Bab 35 Epilog-Cahaya di Ujung Area Abu-abu

Dua tahun kemudian.

Gedung Auditorium Universitas Pelita dipenuhi oleh ribuan pasang mata, gemuruh tepuk tangan, dan haru biru para orang tua. Deretan mahasiswa bersampir toga duduk rapi, menanti puncak acara kelulusan siang itu.

Di barisan depan kursi tamu undangan, Bapak duduk dengan punggung tegap. Kemeja batiknya terlihat rapi, disetrika dengan hati-hati oleh Ibu yang duduk tersenyum di sebelahnya. Riko, yang kini telah berkuliah di akademi teknik mesin dengan biaya sendiri, memegang kamera digital, bersiap mengabadikan momen bersejarah keluarga Suyanto.

Di atas mimbar kehormatan, Anggun Maharani berdiri anggun di balik mikrofon. Selempang bertuliskan Cumlaude melingkar di bahunya. Sebagai lulusan terbaik Fakultas Ilmu Komputer dengan IPK 3.92, ia mendapat kehormatan untuk memberikan pidato pelepasan.

Anggun menatap sekeliling auditorium yang megah itu. Matanya berembun, namun senyumnya memancarkan ketegaran yang luar biasa.

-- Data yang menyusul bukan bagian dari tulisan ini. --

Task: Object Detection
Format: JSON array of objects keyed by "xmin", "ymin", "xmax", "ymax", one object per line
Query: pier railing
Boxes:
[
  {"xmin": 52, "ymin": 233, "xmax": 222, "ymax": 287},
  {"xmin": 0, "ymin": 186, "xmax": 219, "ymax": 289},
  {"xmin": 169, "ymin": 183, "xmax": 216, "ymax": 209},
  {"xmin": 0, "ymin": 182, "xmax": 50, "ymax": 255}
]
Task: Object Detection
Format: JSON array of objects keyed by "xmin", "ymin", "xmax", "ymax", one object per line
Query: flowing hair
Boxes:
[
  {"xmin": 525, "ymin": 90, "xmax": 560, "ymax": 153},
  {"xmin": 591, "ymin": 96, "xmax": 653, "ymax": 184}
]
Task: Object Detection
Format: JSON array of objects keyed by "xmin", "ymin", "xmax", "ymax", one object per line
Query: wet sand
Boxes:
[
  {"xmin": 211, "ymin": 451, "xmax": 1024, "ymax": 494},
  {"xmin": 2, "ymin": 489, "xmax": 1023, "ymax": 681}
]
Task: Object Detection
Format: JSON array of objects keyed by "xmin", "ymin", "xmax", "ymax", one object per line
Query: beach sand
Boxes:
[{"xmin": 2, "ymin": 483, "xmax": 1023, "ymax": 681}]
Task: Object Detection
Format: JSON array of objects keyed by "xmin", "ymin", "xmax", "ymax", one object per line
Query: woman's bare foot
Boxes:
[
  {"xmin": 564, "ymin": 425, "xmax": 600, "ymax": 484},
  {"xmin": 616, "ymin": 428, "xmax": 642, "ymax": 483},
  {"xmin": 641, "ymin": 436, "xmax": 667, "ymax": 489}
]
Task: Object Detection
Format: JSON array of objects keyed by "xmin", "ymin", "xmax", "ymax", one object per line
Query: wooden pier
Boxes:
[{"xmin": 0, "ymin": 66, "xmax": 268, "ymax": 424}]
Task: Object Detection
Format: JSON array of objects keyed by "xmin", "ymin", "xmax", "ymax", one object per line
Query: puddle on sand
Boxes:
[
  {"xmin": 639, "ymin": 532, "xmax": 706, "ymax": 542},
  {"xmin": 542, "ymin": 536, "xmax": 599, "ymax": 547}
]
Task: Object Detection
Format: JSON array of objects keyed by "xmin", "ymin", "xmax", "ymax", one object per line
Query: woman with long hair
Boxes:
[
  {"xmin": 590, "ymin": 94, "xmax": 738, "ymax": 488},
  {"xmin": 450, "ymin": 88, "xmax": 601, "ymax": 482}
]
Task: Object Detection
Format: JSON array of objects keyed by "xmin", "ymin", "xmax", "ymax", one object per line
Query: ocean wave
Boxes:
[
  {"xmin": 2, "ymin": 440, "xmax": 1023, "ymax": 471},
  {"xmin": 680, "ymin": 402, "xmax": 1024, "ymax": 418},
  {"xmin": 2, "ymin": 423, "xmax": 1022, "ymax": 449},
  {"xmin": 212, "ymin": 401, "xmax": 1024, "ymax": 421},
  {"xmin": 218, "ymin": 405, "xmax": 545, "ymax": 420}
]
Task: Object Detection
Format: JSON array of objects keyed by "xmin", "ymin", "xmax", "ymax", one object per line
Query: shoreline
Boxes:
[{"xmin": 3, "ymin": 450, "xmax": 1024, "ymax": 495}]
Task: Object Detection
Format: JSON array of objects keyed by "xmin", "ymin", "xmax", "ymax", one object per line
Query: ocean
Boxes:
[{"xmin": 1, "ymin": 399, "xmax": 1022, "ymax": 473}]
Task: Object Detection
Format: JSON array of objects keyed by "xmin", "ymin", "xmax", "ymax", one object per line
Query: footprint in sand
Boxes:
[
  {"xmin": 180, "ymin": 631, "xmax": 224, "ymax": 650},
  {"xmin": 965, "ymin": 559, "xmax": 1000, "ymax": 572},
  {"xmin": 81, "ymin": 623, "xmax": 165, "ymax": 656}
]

"Hari ini, kita semua berdiri di sini membawa ekspektasi yang akhirnya menjadi realita," suara Anggun mengalun jernih, menggema di seluruh ruangan. "Kita merayakan malam-malam panjang penuh tugas, revisi yang tak berkesudahan, dan keringat orang tua kita yang membiayai setiap lembar kertas yang kita baca."

Anggun mengambil napas panjang, tatapannya melembut.